L’Isola Calva (Goli Otok) è la più nota isola disabitata croata. Nella seconda metà del XX secolo sull’isola si trovava un campo per l’internamento dei dissidenti politici, successivamente trasformato in prigione. Gli edifici che tuttora vi si trovano sono un macabro ricordo del passato e ultimamente rappresentano un’attrazione turistica decisamente lugubre. L’interesse dei visitatori non è bastato a indurre le istituzioni alla conservazione dei resti architettonici e di altro tipo dell’isola, che negli ultimi decenni si stanno deteriorando sempre più. Il nome dell’Isola Calva continua a rimanere un sinonimo di repressione e totalitarismo.

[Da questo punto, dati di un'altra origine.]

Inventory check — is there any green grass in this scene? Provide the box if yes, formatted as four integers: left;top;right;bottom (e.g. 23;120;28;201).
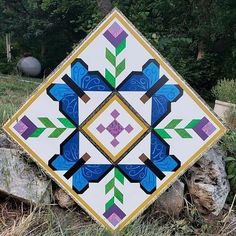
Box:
0;75;42;124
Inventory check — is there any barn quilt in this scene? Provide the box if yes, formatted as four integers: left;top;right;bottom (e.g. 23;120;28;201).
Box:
4;10;225;231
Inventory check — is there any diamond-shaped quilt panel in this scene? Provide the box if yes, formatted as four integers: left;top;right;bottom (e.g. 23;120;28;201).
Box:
4;10;225;230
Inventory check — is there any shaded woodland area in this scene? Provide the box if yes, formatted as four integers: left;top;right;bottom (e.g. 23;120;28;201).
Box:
0;0;236;101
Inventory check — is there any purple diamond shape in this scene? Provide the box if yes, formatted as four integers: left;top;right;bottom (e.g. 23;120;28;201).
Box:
125;125;134;133
202;122;216;136
97;124;106;133
108;213;121;226
111;109;120;119
108;22;123;38
13;120;28;134
111;138;119;147
107;120;124;138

La presentazione di una guida storica – virtuale e cartacea – dell’Isola Calva è avvenuta ieri pomeriggio nell’ex magazzino dell’Exportdrvo, non soltanto per dare un omaggio alla cultura del ricordo legata a questa località, ma anche per presentare i risultati scientifici di alcune ricerche effettuate dall’ufficio zagabrese della Fondazione Friedrich Ebert e del Documenta – Centro per lo studio del passato.
A partecipare alla presentazione e alla discussione che ne è seguita sono stati l’autore della guida e coordinatore del programma “Cultura del ricordo” del Centro Documenta, Boris Stamenić, il coautore della guida l’architetto Vladi Bralić e l’artista Darko Bavoljak.

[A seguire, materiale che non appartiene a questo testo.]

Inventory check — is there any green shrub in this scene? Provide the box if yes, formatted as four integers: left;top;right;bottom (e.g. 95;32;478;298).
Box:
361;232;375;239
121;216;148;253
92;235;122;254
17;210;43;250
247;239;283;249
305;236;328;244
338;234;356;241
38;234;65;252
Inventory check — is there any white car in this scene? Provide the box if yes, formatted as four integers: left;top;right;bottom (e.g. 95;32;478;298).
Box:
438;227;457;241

All’apertura erano presenti pure il sindaco Vojko Obersnel e il vicesindaco Marko Filipović. Sanja Bojanić, dell’Università fiumana, ha fatto da moderatore. Obersnel ha salutato l’iniziativa di rispolverare i periodi più difficili e dolorosi della nostra storia.

L’Isola Calva

“L’Isola Calva è un tema controverso ancor oggi e anche se conosciamo l’isola, poco sappiamo del campo di prigionia che vi era collocato – ha esordito Obersnel -. Il progetto di Fiume CEC 2020 è stato un’occasione per affrontare e accettare tutti gli aspetti della nostra storia, in modo da non ripetere gli errori del passato. Vorrei che questo tema desti soltanto il dieci per cento dell’interesse mediatico e di altro tipo, di quanto abbia attirato la stella rossa sul grattacielo fiumano. Sono del parere che nessun tema debba essere taciuto e nascosto, ma penso sia una nostra grande responsabilità parlare del passato per apprezzare maggiormente la libertà di oggi” ha concluso.

Il primo intervento della conferenza è stato quello dell’architetto Vladi Bralić, il quale ha parlato dell’architettura degli edifici, ma anche della singolarità del campo di prigionia, unico al mondo per il suo carattere (ri)educativo. Il campo aveva una gerarchia interna di autogestione tra i prigionieri, illustrata nel dettaglio da Bralić.

Boris Stamenić, responsabile del programma “Cultura del ricordo” e autore della guida, ha parlato della componente etnica dei prigionieri. “Sull’Isola Calva – ha aggiunto – era imprigionato un grande numero di italiani, come testimonia Giacomo Scotti in alcuni dei suoi scritti”.


L’artista Darko Badoljak ha parlato della raccolta di materiale d’archivio. Il campo era segreto e non esistono fotografie d’epoca del periodo che va dal 1949 al 1956. Alla fine è stato riscontrato un elenco di prigionieri e qualche foto, ma le prove sono irrisorie se pensiamo al materiale riscontrato nei campi nazisti. “Nonostante tutto la cultura del ricordo si è mantenuta – ha concluso Bavoljak – e ci restano le memorie dei sopravvissuti e i libri e le opere degli artisti che hanno testimoniato le esperienze dei prigionieri politici.